Er trug die Haare um ein Spürchen länger als die meisten seiner Standesgenossen und einen leichten, lockigen Bart um das schmale, auffallend feingeschnittene Gesicht. Dazu war er um einen Kopf größer als Flintsch. Kein Wunder, daß ihm alle Blicke folgten, und daß alle hoffähigen jungen Damen von Berlin sich nach seinem Her- und Auskommen erkundigten.

Als die Gräfin Rheinsberg merkte, daß die beiden jungen Männer auf sie zuschritten, wurde sie plötzlich zerstreut – und aus Zerstreutheit kaufte sie ein halbes Dutzend wollener Decken und ein ganzes Dutzend baumwollener Nachtjacken. Sie hatte den Handel gerade abgeschlossen, als Flintsch vor ihr stehen blieb.
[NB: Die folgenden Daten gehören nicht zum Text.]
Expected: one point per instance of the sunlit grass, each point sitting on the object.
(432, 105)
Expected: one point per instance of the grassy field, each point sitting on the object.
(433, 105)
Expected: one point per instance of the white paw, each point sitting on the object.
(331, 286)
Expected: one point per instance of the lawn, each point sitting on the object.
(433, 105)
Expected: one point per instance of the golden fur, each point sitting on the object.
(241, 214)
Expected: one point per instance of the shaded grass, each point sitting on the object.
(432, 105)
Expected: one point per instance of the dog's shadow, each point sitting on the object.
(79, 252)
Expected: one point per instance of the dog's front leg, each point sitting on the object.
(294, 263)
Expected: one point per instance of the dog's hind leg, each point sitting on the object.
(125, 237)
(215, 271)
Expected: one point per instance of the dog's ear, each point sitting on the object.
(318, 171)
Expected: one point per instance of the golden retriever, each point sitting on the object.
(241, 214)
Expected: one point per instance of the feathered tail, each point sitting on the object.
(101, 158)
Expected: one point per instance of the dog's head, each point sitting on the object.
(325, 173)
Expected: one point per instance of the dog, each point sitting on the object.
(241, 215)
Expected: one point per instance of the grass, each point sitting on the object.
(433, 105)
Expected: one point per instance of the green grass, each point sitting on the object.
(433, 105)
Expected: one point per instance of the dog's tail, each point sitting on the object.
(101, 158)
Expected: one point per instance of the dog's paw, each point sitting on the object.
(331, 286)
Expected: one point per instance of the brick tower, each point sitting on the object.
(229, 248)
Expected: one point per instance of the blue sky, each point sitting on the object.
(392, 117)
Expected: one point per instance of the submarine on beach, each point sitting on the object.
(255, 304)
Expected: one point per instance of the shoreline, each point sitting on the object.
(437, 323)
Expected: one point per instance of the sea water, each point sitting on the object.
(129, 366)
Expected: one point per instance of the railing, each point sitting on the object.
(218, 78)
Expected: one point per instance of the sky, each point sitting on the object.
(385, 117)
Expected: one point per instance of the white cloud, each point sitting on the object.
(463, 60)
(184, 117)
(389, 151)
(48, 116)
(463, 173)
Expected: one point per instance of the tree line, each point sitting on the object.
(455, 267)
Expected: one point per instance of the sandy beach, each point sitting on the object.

»Gestatten Sie mir, Ihnen meinen Freund Graf Ronsky vorzustellen, einen Landsmann!«

»Und wenn ich nicht irre, eine Art Vetter,« bemerkte die Gräfin und heftete freundlich lächelnd den Blick auf ihn. Ihr Lächeln hatte ebensoviel Glanz wie ihre Augen. Dabei reichte sie dem jungen Mann die Hand, eine Auszeichnung, die er mit einem ehrerbietigen Lippenstreifen erwiderte.

»An mir war es nicht. Sie an unsere Verwandtschaft zu erinnern, Gräfin!« sagte er. Sein Ton war sehr höflich, aber etwas gezwungen.

Ein Schatten zog durch ihre hellen Augen. Offenbar hatte sie das Gefühl, ihre Liebenswürdigkeit an einen Unwürdigen oder, was noch ärger ist, an einen Undankbaren verschwendet zu haben. Nun sind wir Menschen einmal derartig geraten, daß uns auf der Welt keine Verschwendung mehr gereut als verschwendete Liebenswürdigkeit. Sie änderte sofort Ton und Haltung, sprach von den gleichgültigsten Dingen so unverwandtschaftlich wie möglich.